Channel NewsAsia reported on Monday that oBike users seeking refunds of their mandatory deposits – S$19 and S$49 for students and other users respectively – were left in the lurch following the company's announcement. 

Some said the “refund deposit” option on the oBike app was removed, and had trouble with internet connection when they tried to access the app.

CASE told Channel NewsAsia it will “follow up with oBike” on the deposit refunds and urged consumers with unresolved disputes to contact the consumer watchdog for further assistance.
It added that consumers who made payment via credit card to oBike within the last 120 days "can consider lodging a chargeback claim with their card issuer as soon as possible".

In its statement to Channel NewsAsia on Monday, the Land Transport Authority (LTA) said affected consumers should make a request for the refund of their deposits or subscription fees with oBike if they have not already done so.

oBike has not responded to queries from Channel NewsAsia.


When Channel NewsAsia visited the oBike Asia headquarters at Commonwealth Lane on Tuesday afternoon (Jun 26), the office was locked and looked vacant. 

oBike office 1
The oBike Asia headquarters at Commonwealth Lane was empty on Tuesday afternoon (Jun 26). (Photo: Amir Yusof) 

The only indication that the office was previously occupied by oBike was the company's cardboard poster that was placed against one of the windows. 

oBike office 2
The empty oBike office at Commonwealth Lane. (Photo: Amir Yusof) 

Two people who worked at offices adjacent and opposite oBike's unit told Channel NewsAsia that the oBike sign outside the door was removed about a month ago. 

One of them added that the oBike office was previously occupied by 10-12 people, who were mostly interns. 

"I was friendly with one of the women working there and she told me that only two employees were working full-time. The rest were all student interns," said an offshore ship broker who declined to be named. 

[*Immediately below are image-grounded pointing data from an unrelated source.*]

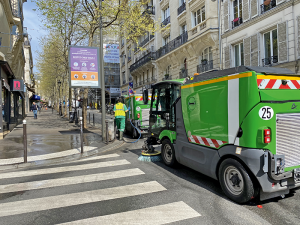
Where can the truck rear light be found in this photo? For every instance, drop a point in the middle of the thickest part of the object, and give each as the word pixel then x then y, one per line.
pixel 267 136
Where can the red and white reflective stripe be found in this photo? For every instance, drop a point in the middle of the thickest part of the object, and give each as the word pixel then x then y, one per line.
pixel 277 84
pixel 206 141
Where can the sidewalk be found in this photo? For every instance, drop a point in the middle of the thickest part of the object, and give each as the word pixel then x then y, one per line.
pixel 48 137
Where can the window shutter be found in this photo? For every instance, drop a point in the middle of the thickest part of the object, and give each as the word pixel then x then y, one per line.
pixel 247 52
pixel 254 8
pixel 227 57
pixel 245 10
pixel 298 26
pixel 226 15
pixel 282 42
pixel 254 50
pixel 279 1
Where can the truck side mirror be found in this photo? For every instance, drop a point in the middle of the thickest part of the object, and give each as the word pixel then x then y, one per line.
pixel 145 96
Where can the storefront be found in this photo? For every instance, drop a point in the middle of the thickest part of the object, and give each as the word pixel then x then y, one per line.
pixel 11 99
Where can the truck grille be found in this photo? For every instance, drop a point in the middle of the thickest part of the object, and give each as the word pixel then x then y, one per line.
pixel 145 117
pixel 288 138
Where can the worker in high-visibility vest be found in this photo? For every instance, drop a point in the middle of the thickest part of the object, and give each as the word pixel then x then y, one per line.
pixel 120 109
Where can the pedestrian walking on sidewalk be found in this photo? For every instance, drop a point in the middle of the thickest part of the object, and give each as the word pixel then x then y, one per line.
pixel 34 109
pixel 120 110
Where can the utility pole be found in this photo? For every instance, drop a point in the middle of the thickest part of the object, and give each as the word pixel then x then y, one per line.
pixel 102 73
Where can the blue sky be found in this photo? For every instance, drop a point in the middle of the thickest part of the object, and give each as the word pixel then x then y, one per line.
pixel 33 22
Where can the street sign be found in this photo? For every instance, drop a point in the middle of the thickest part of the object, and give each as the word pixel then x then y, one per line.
pixel 84 67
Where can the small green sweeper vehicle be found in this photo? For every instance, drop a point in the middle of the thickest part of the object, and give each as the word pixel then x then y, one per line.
pixel 138 114
pixel 240 126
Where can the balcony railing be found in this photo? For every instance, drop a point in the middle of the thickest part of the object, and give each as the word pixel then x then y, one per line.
pixel 169 77
pixel 236 22
pixel 166 22
pixel 148 57
pixel 269 61
pixel 183 73
pixel 150 10
pixel 181 9
pixel 267 5
pixel 175 43
pixel 205 66
pixel 145 41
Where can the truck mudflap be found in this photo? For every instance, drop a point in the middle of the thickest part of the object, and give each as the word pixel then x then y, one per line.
pixel 273 181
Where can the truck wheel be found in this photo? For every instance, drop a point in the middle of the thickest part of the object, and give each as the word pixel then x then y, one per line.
pixel 168 153
pixel 134 133
pixel 235 181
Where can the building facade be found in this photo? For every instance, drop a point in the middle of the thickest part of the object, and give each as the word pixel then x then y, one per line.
pixel 12 62
pixel 189 43
pixel 261 33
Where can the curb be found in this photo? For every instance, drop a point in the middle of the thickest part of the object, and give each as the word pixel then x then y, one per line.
pixel 63 159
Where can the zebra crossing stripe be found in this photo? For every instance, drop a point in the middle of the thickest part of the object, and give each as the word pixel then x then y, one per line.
pixel 54 202
pixel 64 169
pixel 162 214
pixel 34 185
pixel 94 158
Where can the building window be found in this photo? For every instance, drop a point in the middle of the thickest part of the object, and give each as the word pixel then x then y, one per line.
pixel 239 55
pixel 199 16
pixel 183 29
pixel 166 40
pixel 270 47
pixel 237 8
pixel 206 55
pixel 166 13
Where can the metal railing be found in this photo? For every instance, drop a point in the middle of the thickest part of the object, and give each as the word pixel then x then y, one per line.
pixel 169 77
pixel 150 10
pixel 236 22
pixel 166 22
pixel 183 73
pixel 269 61
pixel 181 9
pixel 148 57
pixel 265 7
pixel 175 43
pixel 144 41
pixel 205 66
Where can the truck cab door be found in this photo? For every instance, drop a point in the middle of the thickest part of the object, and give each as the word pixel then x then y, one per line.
pixel 162 112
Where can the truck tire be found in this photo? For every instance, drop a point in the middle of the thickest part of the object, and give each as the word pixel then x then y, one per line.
pixel 168 153
pixel 235 181
pixel 134 133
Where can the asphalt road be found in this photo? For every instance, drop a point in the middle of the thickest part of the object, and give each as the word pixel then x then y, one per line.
pixel 120 189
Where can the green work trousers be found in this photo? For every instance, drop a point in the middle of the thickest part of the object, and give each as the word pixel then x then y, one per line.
pixel 120 122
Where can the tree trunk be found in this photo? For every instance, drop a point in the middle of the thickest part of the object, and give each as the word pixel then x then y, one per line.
pixel 84 105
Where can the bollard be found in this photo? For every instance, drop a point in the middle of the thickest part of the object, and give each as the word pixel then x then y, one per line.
pixel 81 134
pixel 106 129
pixel 25 141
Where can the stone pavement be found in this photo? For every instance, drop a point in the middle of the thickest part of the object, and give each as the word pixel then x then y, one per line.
pixel 48 137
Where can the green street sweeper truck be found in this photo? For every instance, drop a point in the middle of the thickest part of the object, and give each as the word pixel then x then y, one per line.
pixel 240 126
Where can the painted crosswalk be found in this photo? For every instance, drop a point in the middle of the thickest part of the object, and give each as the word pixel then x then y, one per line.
pixel 127 183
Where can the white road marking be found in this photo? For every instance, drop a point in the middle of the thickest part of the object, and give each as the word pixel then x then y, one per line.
pixel 161 214
pixel 69 180
pixel 54 202
pixel 45 156
pixel 63 169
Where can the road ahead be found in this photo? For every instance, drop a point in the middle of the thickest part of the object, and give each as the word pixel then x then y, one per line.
pixel 116 188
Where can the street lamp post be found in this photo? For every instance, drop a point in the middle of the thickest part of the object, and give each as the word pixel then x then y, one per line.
pixel 60 112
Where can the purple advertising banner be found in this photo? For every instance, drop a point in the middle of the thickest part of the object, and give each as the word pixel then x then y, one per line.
pixel 84 68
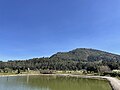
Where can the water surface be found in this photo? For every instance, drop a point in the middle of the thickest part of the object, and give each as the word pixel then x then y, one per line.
pixel 51 83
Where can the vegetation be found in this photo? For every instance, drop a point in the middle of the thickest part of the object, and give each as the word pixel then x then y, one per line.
pixel 90 60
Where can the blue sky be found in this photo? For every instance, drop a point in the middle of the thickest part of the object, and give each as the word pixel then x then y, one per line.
pixel 36 28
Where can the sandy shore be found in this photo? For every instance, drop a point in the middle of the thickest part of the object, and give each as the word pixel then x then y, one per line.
pixel 114 82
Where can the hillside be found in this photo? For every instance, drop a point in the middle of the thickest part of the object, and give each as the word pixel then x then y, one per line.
pixel 84 54
pixel 80 58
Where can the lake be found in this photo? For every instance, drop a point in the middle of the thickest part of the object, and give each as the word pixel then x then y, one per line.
pixel 51 83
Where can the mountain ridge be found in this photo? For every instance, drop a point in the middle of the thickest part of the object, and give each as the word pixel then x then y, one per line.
pixel 84 54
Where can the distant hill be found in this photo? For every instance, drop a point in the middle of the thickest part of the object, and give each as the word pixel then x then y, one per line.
pixel 77 59
pixel 85 54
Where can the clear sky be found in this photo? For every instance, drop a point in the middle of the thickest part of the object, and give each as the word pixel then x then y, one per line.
pixel 36 28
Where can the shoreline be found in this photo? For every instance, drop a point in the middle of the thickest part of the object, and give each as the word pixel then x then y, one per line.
pixel 114 82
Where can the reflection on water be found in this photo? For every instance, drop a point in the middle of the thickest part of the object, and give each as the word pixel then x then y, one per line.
pixel 51 83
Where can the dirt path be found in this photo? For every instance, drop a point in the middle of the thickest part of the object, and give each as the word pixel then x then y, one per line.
pixel 115 83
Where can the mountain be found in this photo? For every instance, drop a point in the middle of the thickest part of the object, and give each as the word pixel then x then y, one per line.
pixel 86 54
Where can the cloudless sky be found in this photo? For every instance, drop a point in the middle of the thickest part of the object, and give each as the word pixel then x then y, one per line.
pixel 36 28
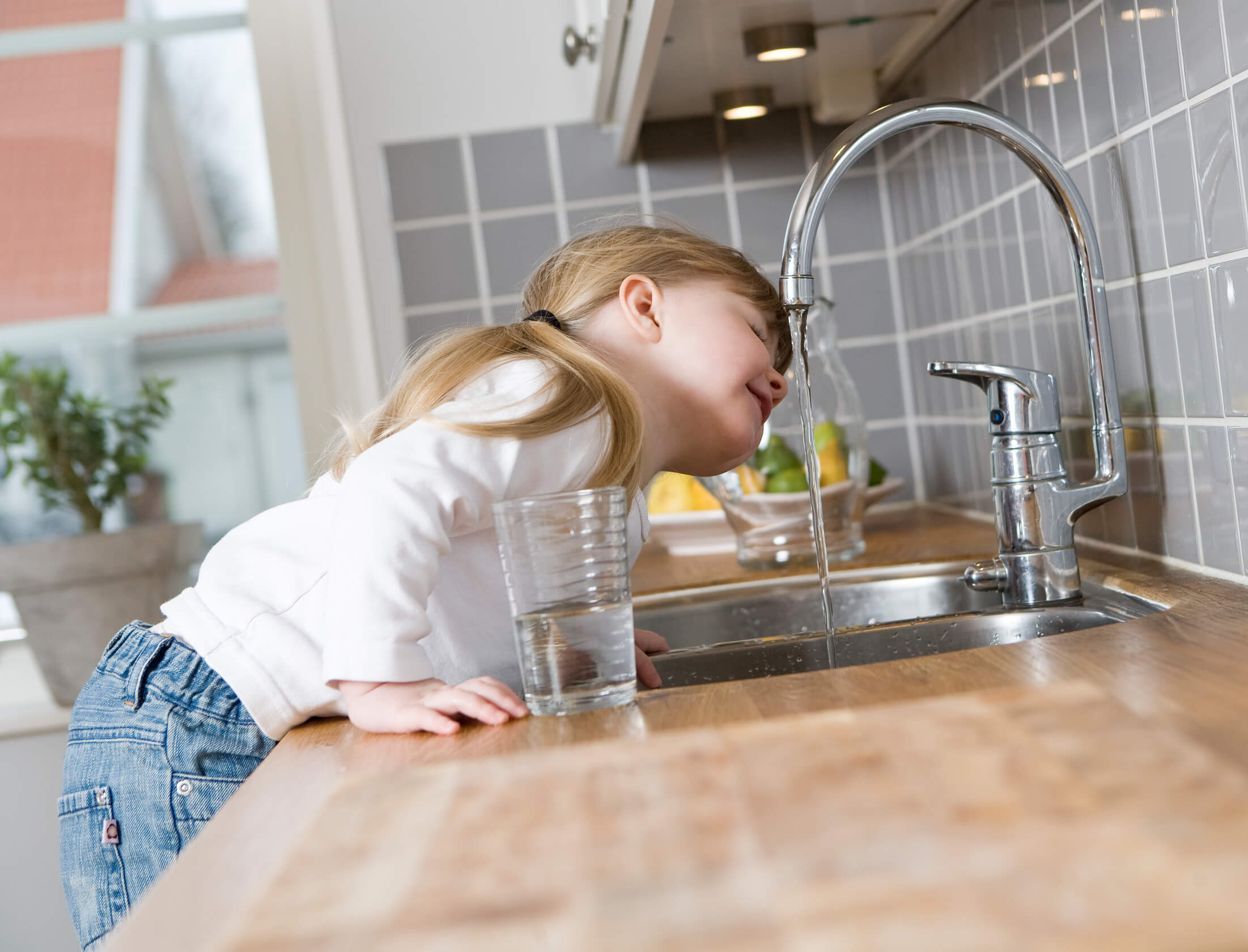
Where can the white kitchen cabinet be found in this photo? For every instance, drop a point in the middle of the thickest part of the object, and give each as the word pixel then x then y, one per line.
pixel 664 59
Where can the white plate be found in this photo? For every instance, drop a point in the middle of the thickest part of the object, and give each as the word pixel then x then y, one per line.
pixel 706 532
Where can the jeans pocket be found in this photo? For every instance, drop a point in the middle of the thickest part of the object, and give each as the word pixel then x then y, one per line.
pixel 91 870
pixel 196 800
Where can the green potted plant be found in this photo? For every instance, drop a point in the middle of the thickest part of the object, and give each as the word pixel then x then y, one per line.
pixel 83 453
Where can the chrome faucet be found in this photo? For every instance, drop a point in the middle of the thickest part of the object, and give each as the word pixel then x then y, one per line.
pixel 1036 502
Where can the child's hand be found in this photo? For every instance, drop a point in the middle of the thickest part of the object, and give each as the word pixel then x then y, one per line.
pixel 428 706
pixel 648 643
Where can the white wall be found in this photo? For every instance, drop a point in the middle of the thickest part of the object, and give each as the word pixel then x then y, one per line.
pixel 430 69
pixel 33 912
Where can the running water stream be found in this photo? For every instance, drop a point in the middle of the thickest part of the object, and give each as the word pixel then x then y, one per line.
pixel 801 377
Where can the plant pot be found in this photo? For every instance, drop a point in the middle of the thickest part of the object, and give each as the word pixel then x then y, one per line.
pixel 75 593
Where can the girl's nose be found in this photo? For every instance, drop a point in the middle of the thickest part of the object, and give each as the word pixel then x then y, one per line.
pixel 779 386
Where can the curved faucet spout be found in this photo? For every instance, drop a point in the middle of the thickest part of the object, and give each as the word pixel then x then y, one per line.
pixel 796 281
pixel 1036 502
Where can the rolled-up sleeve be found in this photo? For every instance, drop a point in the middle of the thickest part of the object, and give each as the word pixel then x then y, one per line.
pixel 401 504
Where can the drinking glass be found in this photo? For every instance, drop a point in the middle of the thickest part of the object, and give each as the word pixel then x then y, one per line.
pixel 566 562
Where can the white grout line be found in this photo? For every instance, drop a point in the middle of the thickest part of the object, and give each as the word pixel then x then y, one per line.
pixel 734 216
pixel 554 166
pixel 849 343
pixel 1208 283
pixel 856 257
pixel 886 423
pixel 899 322
pixel 643 182
pixel 478 239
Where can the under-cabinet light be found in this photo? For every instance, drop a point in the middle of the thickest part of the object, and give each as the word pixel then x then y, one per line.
pixel 779 41
pixel 1146 13
pixel 1050 79
pixel 745 103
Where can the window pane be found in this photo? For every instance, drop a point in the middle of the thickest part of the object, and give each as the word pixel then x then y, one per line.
pixel 135 181
pixel 174 128
pixel 206 225
pixel 58 151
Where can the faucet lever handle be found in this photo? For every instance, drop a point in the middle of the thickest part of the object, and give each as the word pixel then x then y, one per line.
pixel 1020 400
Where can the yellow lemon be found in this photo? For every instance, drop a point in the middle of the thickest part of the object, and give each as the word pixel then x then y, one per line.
pixel 833 467
pixel 702 496
pixel 668 493
pixel 678 493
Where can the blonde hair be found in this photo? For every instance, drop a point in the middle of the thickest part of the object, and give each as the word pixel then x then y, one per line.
pixel 573 283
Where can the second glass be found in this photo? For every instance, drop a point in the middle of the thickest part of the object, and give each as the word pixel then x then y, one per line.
pixel 566 563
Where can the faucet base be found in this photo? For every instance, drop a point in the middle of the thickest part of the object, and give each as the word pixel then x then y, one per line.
pixel 1040 578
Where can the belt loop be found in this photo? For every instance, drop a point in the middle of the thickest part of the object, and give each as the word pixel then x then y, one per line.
pixel 154 647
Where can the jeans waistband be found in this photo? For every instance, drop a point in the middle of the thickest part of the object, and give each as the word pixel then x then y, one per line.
pixel 146 660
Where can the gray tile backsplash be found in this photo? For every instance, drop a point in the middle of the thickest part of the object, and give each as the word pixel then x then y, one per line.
pixel 513 169
pixel 426 178
pixel 1147 104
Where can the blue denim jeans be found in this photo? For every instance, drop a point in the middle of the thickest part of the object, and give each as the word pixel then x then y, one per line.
pixel 158 743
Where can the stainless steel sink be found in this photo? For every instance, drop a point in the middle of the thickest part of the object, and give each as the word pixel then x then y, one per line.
pixel 762 629
pixel 790 605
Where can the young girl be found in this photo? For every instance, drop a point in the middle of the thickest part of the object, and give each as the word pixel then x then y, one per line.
pixel 380 596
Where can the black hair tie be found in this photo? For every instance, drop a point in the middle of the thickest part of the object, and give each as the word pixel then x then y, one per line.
pixel 547 317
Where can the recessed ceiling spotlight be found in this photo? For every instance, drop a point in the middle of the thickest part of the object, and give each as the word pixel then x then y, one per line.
pixel 745 103
pixel 1146 13
pixel 779 41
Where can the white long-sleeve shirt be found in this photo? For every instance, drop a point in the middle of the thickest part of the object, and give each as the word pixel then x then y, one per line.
pixel 392 574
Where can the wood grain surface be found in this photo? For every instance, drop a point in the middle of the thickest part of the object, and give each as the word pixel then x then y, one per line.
pixel 1185 669
pixel 1012 819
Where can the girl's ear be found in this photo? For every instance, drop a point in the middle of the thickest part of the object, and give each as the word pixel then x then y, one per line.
pixel 640 302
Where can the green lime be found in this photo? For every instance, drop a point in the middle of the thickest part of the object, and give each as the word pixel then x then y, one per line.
pixel 775 457
pixel 788 481
pixel 826 432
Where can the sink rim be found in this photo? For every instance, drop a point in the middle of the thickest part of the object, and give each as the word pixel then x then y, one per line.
pixel 945 570
pixel 949 570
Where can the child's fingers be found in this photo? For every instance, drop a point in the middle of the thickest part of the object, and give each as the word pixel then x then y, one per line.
pixel 457 700
pixel 497 693
pixel 650 641
pixel 646 670
pixel 426 719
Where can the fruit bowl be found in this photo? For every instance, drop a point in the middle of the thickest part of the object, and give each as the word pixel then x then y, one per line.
pixel 707 532
pixel 775 505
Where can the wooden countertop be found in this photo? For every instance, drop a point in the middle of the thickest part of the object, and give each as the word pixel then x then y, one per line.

In a report released on Tuesday afternoon, Mediacorp's TODAY quoted oBike's co-founder Edward Chen as saying that "he has left matters to the local team and also the legal team and (liquidator)". 

On whether oBike would offer refunds on the users' deposits, the report quoted Mr Chen, who is based in Shanghai, as saying that there was an "existing plan for the whole process". 

TODAY added that Mr Chen declined to elaborate, and referred the news outlet to oBike's Singapore-based team and lawyers. 

LTA said on Monday it “will be engaging oBike" on its "exit plans", including the removal of shared bicycles from public places.